Adalı olmanın belki de en çarpıcı yönü, aynı toprakta farklı dillerde ama ortak duygularla yoğurulmuş bir geçmişin varlığıdır. Kıbrıslı Türkler ile Kıbrıslı Rumlar’ın hikayeleri birbirlerinden ayrı değil, iç içe geçmiş, bir zamanlar aynı masada yemek yemiş, aynı bahar sabahını paylaşmış, aynı türküyü söylemiş bir hikayedir.
Dillirga işte bu ortak kalbin seslerinden biridir. Hem Kıbrıslı Türkler hem de Kıbrıslı Rumlar tarafından söylenmiş, oynanmış, hissedilmiş bir şarkıdır.
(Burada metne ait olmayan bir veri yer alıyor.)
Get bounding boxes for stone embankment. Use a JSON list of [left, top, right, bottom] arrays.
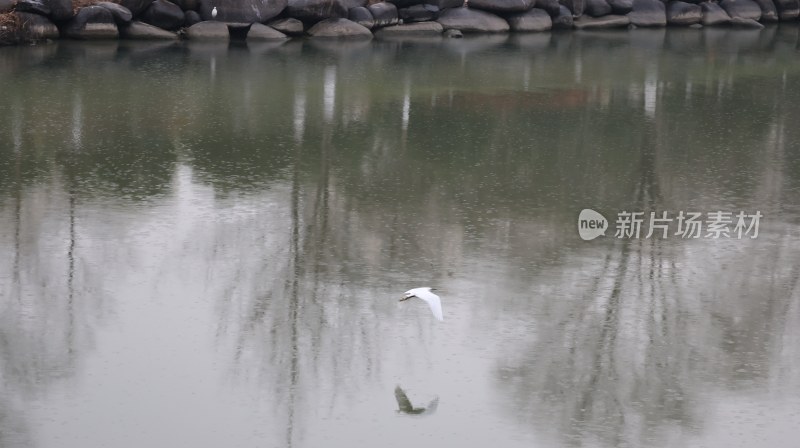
[[0, 0, 800, 44]]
Bu ortaklık sadece dizelerde değil; sofralarda da görülür. Hellim, hem "halloumi"dir hem "hellim". Kolokas, hem Rum mutfağının hem Türk mutfağının vazgeçilmezidir. Molehiya’yı tavuklu mu kuzu etli mi istersin diye sorar annelerimiz. Mangal yandığında yapılan şeftali kebabı, Rumların “sheftalia” sı aynı tarifin çocuklarıdır aslında. Ortak olan bu lezzetler, ayrılıkların değil, geçmişteki birlikte yaşanmışlıkların sessiz tanıklarıdır.
Bir zamanlar köy kahvelerinde “kıbrıs kahvesi” yudumlarken aynı tavlaya zar atılmış, aynı zivaniya’nın yanında köfter paylaşılmıştır. Diller farklı olsa da, kahkahalar aynı dilde atılır. Ovalarda çocuklar aynı topun peşinden koşmuşlar, turunç çiçekleri iki evin de penceresini aynı kokuya boğmuştur.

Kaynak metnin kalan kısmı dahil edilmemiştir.